說到這裡,聯想力好的人一定會懷疑,是不是哪個外科醫師因為琴絃的韌性很好,所以就在縫合傷口的時候,利用琴絃來綁住傷口,加速它的癒合。
事實上,這個聯想是正確的。因為在外科傷口縫合的歷史上,羊腸線早在西元二世紀左右,就獲得羅馬帝國時代名醫蓋倫的青睞,提倡將它用在傷口的處理上。
不過,外科手術中使用葷的縫線材質並非始於蓋倫。早在西元前三千年時的埃及,就懂得利用各種材質來縫合木乃伊,不只有葷的材質,如動物的毛髮、肌腱、神經或血管來做縫線,當然也會用素的縫線,泰半來自各種植物的莖葉纖維扭織而成。
但是在縫合人類傷口的應用上,有時也不見得要使用所謂的「針」和「線」。在非洲的某些部落,會利用一種大螞蟻來咬合撕裂的傷口(目前仍有人在使用)。方法是用螞蟻的牙齒咬住傷口的兩端,讓傷口密合,再捏碎螞蟻的身體,只把頭留在傷口上。如此週而復始用同一方法,同一排長長的螞蟻頭就把傷口咬得更密合,這樣的效果和以縫線處理相類似。
而且,用螞蟻頭處置過的傷口似乎在後續照顧更加方便,因為傷口在癒合後不需要煞費苦心拆掉縫線,只要手指輕輕彈幾下,剔除掉螞蟻頭就大功告成了。
當然,這是非洲土人使用的方法,在傷口縫合的歷史上,只能算是旁門左道,談不上什麼主流,但在討論葷與素的議題上,我把它歸為另類的葷的方法。

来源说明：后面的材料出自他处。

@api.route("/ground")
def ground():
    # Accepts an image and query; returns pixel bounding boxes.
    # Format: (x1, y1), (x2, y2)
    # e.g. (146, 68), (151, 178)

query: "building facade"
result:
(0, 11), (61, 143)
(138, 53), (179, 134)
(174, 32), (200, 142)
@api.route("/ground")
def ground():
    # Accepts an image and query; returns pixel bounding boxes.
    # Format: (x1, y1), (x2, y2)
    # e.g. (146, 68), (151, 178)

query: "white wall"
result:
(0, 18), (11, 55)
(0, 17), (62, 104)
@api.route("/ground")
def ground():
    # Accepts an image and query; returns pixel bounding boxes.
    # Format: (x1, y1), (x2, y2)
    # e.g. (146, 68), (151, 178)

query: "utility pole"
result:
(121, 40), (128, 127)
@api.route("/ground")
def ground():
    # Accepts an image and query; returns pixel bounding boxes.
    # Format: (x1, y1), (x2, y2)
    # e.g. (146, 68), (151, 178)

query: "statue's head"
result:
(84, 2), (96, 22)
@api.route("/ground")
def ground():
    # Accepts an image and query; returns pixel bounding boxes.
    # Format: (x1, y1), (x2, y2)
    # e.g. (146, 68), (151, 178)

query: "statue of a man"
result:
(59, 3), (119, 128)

到了二十世紀,由於化工合成技術突飛猛進,人類就比較幸福了。大抵上,不管是「可吸收縫線」(留在身體內,不須拆線的)或「不可吸收縫線」(留在體外,必須拆掉的),都是以合成的居多,理論上,是可以完全歸類為素的縫線。
一位信徒的無心之問,讓每日幾乎必須從事傷口縫合的我,重新搜集資料,去研究和我工作息息相關的種種材料及其歷史,確實是不可多得的經驗,因為這些都沒有出現在醫學系正統的教科書裡面。

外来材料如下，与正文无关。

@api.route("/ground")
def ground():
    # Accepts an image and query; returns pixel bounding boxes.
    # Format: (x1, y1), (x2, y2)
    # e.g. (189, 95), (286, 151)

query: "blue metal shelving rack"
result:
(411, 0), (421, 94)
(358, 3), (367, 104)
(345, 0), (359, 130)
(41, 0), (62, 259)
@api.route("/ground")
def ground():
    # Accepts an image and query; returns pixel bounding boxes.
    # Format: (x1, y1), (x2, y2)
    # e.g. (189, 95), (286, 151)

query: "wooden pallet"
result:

至於對任何醫療作為有葷與素情結的佛教徒而言,我想用那天住持師父在臨別前對弟子的開示做個結尾。因為睿智的他,似乎對於女弟子把羊腸線是葷或是素的問題也看得很重要,不過他的重視卻是下面的結論:「各位弟子,不要被葷、素的『相』所羈絆了。只要是治療疾病的作為,不是傷天害理,要犧牲其他生靈來滿足個人的私欲,那就沒什麼葷或者素的問題了。」